Conocí a Luisfe hace ya... como 10 u 11 años, quizá 12, que no es poco, en una reunión del Círculo de Bellas Artes convocada por Uberto Stabile (estupendo amigo, poeta y gestor cultural) para intentar abrir la convocatoria anual de editores alternativos e independientes que se celebraba en La Rabida (Huelva) a más editoriales que reunieran esas características. Nosotros, desde Diógenes Internacional Ediciones, asistimos porque vimos un artículo en la revista Ajoblanco que hacía referencia a esta convocatoria.
La convocatoria se abrió y ya va por la XII edición, bajo el nombre de EDITA, celebrándose ahora en Punta Umbría (Huelva). Creo que no he dejado ni un solo año de asistir porque, además de presentar las ediciones que hemos ido haciendo a lo largo de estos años y poder disfrutar de las que realizan otras editoriales alternativas y no tanto, es una manera de reencontrarnos con los amigos/as que durante el resto del año apenas podemos vernos, y entre ellos está Luisfe, que no siempre asiste, lo que alimenta las ganas de volver a verlo, y para mí es una fiesta cuando lo veo aparecer.
Luis Felipe me engancha por muchas cosas: su poesía (un lujo), su simpatía, su afectividad, su profesionalidad, su melancólica alegría, su honestidad, su lealtad, su creatividad, su capacidad de crítica y autocrítica, su sensibilidad... y un sin fin de cosas más, pero hay una que sobresale sobre todas o, quizá, sea un compendio de todas ellas y que yo creo haber percibido desde el mismo día que lo conocí: su gran humanidad. Y me voy a permitir mostrar una fotografía que él desconoce y que le hice en uno de esos encuentros de EDITA (creo que es de hace 2 o 3 años) en la que muestra su parte más humana, la de quien se deja abatir por el cansancio, o quizá el aburrimiento, y se sumerge en el sueño como un niño, ajeno al ruido circundante, inspirando esa ternura que a todos nos produce contemplar la felicidad de quien duerme. A mí me la inspiró y por eso me permití fotografiarle a traición, aunque siempre motivada por el cariño que le tengo.
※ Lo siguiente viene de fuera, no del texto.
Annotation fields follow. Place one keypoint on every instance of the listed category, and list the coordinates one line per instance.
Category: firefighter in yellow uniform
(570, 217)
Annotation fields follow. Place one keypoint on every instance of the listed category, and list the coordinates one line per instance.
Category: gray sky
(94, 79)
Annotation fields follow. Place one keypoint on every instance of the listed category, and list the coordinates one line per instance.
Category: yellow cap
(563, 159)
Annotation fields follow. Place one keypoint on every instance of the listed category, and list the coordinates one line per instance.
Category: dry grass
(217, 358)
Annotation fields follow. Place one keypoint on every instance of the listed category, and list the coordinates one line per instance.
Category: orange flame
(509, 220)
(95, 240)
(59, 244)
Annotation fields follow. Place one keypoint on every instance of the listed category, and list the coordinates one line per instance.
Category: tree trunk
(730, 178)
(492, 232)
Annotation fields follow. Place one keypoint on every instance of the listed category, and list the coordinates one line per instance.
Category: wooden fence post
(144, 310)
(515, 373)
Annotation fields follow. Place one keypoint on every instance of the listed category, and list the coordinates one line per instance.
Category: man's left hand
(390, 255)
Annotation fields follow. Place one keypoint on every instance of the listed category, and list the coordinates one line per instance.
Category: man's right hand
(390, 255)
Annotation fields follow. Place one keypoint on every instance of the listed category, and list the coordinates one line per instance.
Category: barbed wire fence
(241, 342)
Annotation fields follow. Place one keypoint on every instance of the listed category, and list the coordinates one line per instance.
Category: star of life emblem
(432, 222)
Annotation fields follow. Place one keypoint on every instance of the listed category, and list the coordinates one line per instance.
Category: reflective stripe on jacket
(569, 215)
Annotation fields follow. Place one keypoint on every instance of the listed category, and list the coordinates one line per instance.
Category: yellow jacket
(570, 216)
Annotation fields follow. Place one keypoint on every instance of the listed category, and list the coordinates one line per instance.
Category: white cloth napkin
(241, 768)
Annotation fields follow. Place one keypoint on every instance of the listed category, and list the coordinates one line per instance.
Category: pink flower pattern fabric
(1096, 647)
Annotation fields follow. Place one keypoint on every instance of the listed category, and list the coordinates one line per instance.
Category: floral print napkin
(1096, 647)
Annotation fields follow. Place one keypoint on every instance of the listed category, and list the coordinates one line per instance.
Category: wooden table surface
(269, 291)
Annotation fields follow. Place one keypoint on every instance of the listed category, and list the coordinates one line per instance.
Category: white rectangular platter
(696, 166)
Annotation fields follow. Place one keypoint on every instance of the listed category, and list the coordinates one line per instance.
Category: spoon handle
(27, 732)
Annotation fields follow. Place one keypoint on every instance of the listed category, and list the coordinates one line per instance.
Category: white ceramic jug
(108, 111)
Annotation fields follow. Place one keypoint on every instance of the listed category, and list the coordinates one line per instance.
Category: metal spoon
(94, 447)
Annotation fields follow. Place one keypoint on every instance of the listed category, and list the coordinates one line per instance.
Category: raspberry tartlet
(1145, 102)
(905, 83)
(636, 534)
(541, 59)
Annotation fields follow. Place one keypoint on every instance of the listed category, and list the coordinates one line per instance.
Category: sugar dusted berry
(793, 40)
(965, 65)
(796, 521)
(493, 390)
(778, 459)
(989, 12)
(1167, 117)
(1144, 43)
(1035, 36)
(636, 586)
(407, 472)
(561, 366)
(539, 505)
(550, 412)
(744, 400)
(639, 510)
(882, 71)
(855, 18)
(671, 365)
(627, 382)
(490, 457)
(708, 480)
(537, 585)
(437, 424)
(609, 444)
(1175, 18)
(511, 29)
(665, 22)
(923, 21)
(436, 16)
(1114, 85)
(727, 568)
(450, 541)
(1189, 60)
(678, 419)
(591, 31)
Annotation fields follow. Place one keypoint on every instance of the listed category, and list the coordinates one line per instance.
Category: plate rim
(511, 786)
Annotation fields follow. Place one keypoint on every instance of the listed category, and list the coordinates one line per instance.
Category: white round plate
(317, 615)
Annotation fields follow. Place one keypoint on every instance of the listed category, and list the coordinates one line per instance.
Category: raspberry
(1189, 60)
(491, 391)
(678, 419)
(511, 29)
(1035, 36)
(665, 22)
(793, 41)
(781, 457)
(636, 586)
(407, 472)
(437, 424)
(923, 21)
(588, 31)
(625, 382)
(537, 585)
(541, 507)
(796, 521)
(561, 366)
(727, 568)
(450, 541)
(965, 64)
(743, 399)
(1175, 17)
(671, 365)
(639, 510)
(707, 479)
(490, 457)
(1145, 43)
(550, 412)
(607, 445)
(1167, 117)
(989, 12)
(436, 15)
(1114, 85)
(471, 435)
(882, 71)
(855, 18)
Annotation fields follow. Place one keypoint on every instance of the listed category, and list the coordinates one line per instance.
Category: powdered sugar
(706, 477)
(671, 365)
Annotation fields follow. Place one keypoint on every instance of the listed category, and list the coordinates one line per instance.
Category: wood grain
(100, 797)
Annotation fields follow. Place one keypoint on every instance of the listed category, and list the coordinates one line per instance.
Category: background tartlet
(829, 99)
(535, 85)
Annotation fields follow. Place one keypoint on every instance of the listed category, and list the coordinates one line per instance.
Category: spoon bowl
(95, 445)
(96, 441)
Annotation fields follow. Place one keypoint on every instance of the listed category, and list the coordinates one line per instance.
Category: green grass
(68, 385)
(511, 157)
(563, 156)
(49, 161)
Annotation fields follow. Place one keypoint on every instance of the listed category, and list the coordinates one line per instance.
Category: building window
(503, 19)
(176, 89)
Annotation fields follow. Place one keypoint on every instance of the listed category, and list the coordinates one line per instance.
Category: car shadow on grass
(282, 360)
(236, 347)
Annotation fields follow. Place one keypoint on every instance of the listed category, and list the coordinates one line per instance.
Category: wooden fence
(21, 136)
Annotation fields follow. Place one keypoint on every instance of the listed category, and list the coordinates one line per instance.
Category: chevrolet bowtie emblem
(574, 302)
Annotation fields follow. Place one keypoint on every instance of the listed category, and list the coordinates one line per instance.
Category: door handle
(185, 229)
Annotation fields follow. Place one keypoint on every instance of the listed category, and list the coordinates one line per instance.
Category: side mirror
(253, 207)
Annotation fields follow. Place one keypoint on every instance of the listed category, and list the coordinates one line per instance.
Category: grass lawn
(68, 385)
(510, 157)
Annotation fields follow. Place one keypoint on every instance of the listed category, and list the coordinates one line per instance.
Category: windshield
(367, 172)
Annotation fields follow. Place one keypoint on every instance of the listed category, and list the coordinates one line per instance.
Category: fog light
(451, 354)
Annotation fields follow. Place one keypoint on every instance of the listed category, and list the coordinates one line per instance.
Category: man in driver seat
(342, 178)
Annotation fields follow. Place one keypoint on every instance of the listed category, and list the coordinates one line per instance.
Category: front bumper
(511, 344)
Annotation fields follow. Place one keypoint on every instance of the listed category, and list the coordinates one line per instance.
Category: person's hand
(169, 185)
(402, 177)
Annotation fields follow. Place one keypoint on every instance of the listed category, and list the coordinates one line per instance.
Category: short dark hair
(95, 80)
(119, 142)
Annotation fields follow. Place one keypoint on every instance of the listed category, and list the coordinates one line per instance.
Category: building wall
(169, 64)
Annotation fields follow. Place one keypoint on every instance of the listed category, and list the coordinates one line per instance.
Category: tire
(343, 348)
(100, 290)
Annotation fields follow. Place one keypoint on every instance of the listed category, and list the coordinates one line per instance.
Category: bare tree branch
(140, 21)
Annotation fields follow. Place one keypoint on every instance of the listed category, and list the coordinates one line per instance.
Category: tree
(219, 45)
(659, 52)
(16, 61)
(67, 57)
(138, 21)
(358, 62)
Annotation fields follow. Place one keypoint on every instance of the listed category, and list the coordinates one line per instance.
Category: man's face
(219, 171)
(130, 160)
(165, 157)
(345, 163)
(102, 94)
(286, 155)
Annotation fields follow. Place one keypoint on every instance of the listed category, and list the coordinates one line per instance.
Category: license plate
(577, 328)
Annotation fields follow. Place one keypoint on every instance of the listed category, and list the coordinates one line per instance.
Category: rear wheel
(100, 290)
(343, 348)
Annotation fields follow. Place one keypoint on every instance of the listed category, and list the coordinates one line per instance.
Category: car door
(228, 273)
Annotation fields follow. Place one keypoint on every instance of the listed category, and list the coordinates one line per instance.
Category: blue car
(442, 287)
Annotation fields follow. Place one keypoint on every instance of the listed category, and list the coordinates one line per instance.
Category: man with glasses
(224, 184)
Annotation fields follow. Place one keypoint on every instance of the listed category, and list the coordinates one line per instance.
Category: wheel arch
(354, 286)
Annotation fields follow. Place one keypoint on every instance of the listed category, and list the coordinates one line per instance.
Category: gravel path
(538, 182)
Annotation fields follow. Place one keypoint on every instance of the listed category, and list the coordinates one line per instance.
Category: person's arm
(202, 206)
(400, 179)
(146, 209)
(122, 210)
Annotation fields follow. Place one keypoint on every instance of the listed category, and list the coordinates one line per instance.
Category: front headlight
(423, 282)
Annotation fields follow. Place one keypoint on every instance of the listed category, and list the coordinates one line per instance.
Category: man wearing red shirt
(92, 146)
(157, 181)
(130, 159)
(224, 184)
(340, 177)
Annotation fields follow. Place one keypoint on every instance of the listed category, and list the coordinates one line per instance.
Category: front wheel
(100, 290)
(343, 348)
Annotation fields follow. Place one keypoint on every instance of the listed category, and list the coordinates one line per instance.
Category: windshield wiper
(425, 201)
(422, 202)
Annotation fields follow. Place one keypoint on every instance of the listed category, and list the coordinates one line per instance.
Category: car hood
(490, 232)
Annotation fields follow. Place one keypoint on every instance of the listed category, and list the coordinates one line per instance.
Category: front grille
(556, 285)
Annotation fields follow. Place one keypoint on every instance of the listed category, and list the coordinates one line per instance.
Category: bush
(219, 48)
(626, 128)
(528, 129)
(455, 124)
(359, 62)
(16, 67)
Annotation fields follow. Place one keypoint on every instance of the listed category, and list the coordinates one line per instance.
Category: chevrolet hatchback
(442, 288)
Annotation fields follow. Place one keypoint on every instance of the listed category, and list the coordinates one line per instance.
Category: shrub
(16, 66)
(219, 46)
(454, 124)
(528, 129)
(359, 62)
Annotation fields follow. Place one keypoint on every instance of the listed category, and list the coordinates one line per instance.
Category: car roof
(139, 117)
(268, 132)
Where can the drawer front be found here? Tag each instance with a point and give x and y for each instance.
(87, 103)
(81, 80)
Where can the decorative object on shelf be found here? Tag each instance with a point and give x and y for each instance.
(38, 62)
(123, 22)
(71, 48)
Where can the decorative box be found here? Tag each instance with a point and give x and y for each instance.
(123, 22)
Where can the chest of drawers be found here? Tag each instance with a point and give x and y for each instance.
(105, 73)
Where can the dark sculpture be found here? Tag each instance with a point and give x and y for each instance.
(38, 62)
Este ser tierno y grandullón (dejarse abrazar por él es una delicia) al que no puedo dejar de leer a diario en su magnífico blog, es capaz de compartir, sufriendo y/o alegrándonos con él, sus vivencias diarias mediante disertaciones tremendamente lúcidas ya sea sobre su vida familiar, sus amigos (qué emocionante respeto y cariño les tiene), sus vecinos de Béjar (ciudad en la que vive y revive), su trabajo editorial y de imprenta, los encuentros en bares con conocidos o no, o los chascarrillos y vaivenes políticos y sociales de una comunidad a la que no puede permanecer ajeno. A fuer de sensible es elegante en sus afectos y en sus desafectos, por eso no perdona el cutrerío ni las malas formas, y le duelen, y le dejan huella.
Me escribió ayer para decirme que ha incluido mi blog en su blog de blogs y, aparte de emocionarme con el detalle (soy una sensiblera de cuidado), me he sentido realmente honrada de que haya pensado en mí. Y si me he sentido así es porque sé que cuando hace estas cosas no es de forma gratuita, sino que pone en ello el corazón. Al presentar mi blog, dice, además, cosas bonitas de mí, de lo que hago y de lo que escribo, y también sé que si lo dice es porque lo siente, aunque yo, que tiendo a no dar importancia a lo bueno que se diga de mí porque siempre pienso que puedo hacer las cosas mejor (¡ese maldito perfeccionismo, princesa!), siento tremendo pudor ante sus palabras. Pero gracias por ellas, querido Luisfe, querido amigo, delicia de persona. (http://diariodeunsavonarola.blogspot.com/) Volver después de varios días para hablar de un buen amigo es gratificante y saber que está ahí, como toda esa buena gente que tengo el privilegio de conocer, te reconcilia con el mundo, y te hace olvidar las cargas de profundidad que a veces la vida nos lanza... y si no te las hace olvidar, te da fuerzas para hacerles frente, para mirarlas a la cara y demostrarles que no les tienes miedo. Los amigos, la buena gente, alimentan la vida. Son el azúcar de la vida.
Amistad y poesía.”
¿No es pa comérsela?, sobre todo si anotamos la suma de esa imagen divinamente robada… Nunca me había visto tan vulnerable.
Un beso, Isabel, y otro para mi Mayo. Mil gracias.
Y que esta tarde me voy a Salamanca con familia y colegas a escuchar a Sabina y a Serrat [también viene Paco Ortega, por si le interesa a alguna concejala bejarana].
De FUMADORAS

Comentarios

  1. ¡¡yo quiero una Huete!! Deberían recetar estas cosas en la Seguridad Social...
    disfrutarás de S y S, yo los vi en Valladolid y nunca defraudan, aunque S. esté mal de voz (a veces). O por eso mismo.

    ResponderEliminar
  2. ¡Se me había pasado esta entrada tuya, pendón! ¡Copión! :-)))
    Me alegro que te gustara. Eres un cielazo.
    Besos mil.

    ResponderEliminar

Publicar un comentario

Por favor, no hables de mí... si acaso, hazlo de ti mismo...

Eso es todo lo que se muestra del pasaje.